The tapestry depicts a seated Risen Christ, within an oval mandorla on a green background, surrounded by the four living creatures mentioned in Chapter 4 of the Book of Revelation, which are also symbols of the Four Evangelists. The tetramorph (four shapes) of the title are the lion for St Mark, eagle for St John, calf for St Luke, and angel for St Matthew.

For the four living creatures, Sutherland sketched eagles and lions at Maidstone Zoo. The composition also draws influences from Egyptian sculpture, Italian mosaic, and images of Christ Pantocrator in Greek and Romanesque churches.

The face of Christ is bearded, and is deliberately made more human than divine: it is based on several sources, including photographs of cyclists in Paris Match magazine. The Christ figure wears a white robe, and is sitting on a throne, face on, with both hands raised towards his face. Loops around the head suggest a halo.

Between his feet is a life sized figure of a man, made diminutive by the colossal scale of the Christ-figure. At the base of the tapestry is a small Crucifixion scene.

Many of Sutherland's initial studies and sketches are held by the Herbert Art Gallery and Museum in Coventry, and the rest are in Basildon Park.

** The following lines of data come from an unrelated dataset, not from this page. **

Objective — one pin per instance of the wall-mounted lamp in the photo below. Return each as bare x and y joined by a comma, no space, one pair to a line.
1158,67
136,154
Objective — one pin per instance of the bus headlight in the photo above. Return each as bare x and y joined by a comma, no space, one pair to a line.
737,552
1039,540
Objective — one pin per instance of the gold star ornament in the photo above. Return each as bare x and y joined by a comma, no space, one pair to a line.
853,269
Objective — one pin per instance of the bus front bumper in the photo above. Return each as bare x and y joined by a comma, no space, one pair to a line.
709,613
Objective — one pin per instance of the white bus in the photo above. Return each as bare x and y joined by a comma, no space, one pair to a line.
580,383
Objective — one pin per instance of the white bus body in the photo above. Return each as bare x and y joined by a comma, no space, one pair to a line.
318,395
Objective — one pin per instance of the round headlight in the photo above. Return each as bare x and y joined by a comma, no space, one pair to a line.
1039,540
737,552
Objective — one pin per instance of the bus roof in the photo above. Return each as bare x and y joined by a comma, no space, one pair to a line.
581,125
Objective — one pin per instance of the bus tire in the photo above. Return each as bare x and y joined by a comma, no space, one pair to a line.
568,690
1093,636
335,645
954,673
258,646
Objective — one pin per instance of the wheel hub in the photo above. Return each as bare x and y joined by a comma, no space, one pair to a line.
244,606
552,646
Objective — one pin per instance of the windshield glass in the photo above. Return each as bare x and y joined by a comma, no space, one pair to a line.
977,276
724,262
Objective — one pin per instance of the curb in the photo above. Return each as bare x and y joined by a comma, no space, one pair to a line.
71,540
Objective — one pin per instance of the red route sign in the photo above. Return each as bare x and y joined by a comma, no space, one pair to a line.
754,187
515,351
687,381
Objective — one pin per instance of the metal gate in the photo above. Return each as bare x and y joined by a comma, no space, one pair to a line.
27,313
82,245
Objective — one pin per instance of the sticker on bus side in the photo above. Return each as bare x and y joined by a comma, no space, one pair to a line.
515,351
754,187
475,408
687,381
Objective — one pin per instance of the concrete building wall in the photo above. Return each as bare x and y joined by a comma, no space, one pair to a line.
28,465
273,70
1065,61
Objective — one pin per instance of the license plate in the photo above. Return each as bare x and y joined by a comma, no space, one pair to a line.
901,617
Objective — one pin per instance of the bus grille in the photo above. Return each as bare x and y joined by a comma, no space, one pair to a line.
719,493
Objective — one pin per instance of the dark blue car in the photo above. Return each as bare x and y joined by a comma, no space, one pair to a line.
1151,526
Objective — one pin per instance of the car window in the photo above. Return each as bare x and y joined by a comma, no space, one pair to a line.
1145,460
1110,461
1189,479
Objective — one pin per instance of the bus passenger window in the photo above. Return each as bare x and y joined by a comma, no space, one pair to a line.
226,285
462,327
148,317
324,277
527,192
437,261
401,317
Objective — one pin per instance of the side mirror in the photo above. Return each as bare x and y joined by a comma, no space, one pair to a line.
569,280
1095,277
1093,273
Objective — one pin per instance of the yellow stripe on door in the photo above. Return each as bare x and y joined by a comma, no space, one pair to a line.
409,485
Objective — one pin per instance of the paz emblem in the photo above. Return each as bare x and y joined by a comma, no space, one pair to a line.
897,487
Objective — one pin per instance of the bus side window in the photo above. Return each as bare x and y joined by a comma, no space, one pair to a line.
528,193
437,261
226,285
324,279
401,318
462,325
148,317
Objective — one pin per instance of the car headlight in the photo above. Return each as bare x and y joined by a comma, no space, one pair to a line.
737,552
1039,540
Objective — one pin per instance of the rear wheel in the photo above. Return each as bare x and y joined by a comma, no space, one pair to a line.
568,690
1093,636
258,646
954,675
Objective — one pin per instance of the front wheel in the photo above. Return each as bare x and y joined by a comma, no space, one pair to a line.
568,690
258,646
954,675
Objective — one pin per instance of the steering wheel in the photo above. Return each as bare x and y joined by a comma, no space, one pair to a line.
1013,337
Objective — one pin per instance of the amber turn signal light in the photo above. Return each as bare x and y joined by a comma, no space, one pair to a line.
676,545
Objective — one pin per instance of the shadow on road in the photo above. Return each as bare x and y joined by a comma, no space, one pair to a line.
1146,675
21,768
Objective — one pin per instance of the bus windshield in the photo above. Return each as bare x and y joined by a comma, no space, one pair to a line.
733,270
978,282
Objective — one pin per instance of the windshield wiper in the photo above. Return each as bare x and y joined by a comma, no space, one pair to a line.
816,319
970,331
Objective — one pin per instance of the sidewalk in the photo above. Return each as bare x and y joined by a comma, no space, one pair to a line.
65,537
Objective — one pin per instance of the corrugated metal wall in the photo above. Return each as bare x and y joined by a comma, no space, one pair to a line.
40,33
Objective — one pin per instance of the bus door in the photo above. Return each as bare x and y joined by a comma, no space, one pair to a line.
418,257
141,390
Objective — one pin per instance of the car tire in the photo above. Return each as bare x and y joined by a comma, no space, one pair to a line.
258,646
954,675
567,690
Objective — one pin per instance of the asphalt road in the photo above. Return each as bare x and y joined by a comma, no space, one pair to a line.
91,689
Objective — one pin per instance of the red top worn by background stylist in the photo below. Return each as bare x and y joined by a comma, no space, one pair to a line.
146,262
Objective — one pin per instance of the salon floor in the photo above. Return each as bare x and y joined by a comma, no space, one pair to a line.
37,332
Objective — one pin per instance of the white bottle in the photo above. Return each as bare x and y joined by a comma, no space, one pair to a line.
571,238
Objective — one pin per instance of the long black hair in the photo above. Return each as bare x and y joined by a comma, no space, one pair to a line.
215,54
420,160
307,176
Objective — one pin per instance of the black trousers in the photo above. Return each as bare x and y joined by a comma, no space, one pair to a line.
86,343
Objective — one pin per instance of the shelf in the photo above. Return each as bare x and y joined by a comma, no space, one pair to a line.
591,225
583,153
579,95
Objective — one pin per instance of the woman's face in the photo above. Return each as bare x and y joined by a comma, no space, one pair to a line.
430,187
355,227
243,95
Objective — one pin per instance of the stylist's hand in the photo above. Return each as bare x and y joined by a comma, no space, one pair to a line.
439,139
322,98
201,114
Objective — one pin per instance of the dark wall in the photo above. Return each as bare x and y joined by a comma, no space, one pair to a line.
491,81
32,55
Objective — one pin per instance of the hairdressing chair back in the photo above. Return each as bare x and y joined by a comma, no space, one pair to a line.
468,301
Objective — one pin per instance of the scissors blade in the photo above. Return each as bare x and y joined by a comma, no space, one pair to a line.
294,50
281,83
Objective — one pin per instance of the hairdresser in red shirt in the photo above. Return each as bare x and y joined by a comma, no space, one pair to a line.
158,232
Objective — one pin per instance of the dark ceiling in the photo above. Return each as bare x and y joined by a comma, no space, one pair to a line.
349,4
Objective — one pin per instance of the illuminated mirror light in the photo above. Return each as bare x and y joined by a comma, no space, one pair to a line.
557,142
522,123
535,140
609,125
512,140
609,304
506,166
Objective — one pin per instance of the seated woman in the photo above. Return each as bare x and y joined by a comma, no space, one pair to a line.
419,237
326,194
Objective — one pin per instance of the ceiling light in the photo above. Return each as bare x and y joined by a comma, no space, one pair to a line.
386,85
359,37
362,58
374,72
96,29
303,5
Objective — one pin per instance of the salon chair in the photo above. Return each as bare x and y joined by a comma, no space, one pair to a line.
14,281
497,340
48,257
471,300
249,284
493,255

Three preliminary cartoons, made in 1953, 1955 and 1957, are each 7 ft high, approximately one-tenth the final size. The first has three panels at the base: an Annunciation, a Visitation and a Pietà. The second has Christ with arms stretched out to either side, and no mandorla, and three different panels at the base: an Annunciation, the Madonna, and St Michael fighting the devil. The third cartoon resembles the final work, with Christ seated on a throne and hands raised to either side of his face. A fourth and final cartoon was photographically enlarged in sections to guide the work of the tapestry weavers.

At first Sutherland suggested that the tapestry could be woven by the Edinburgh Tapestry Company, but the work was eventually sent to Pinton Frères at Felletin near Aubusson in the Creuse department of France. The French weavers, unlike those in Edinburgh, were able to make the whole tapestry in one piece, with a weave count of 12 warps per inch, using a gigantic 500 year old loom.

It was made using undyed cotton warps and dyed wefts of wool from Australia. The pattern was built up using Aubusson tapestry techniques, using blocks of 900 different colours to create the different shades. A team of 12 worked on the tapestry for two years, under the supervision of Marie Cuttoli, and Sutherland visited nine times to check and correct the work.

==Legacy==
The tapestry weighs over one tonne. According to the cathedral, it is the largest tapestry made in one single piece. However, the Guinness Book of Records lists a 2018 tapestry in Peru, at 288.5 m2, as the largest.

In 2015, it underwent surface cleaning and minor repairs.

Spence was knighted for his work on the new cathedral in 1960.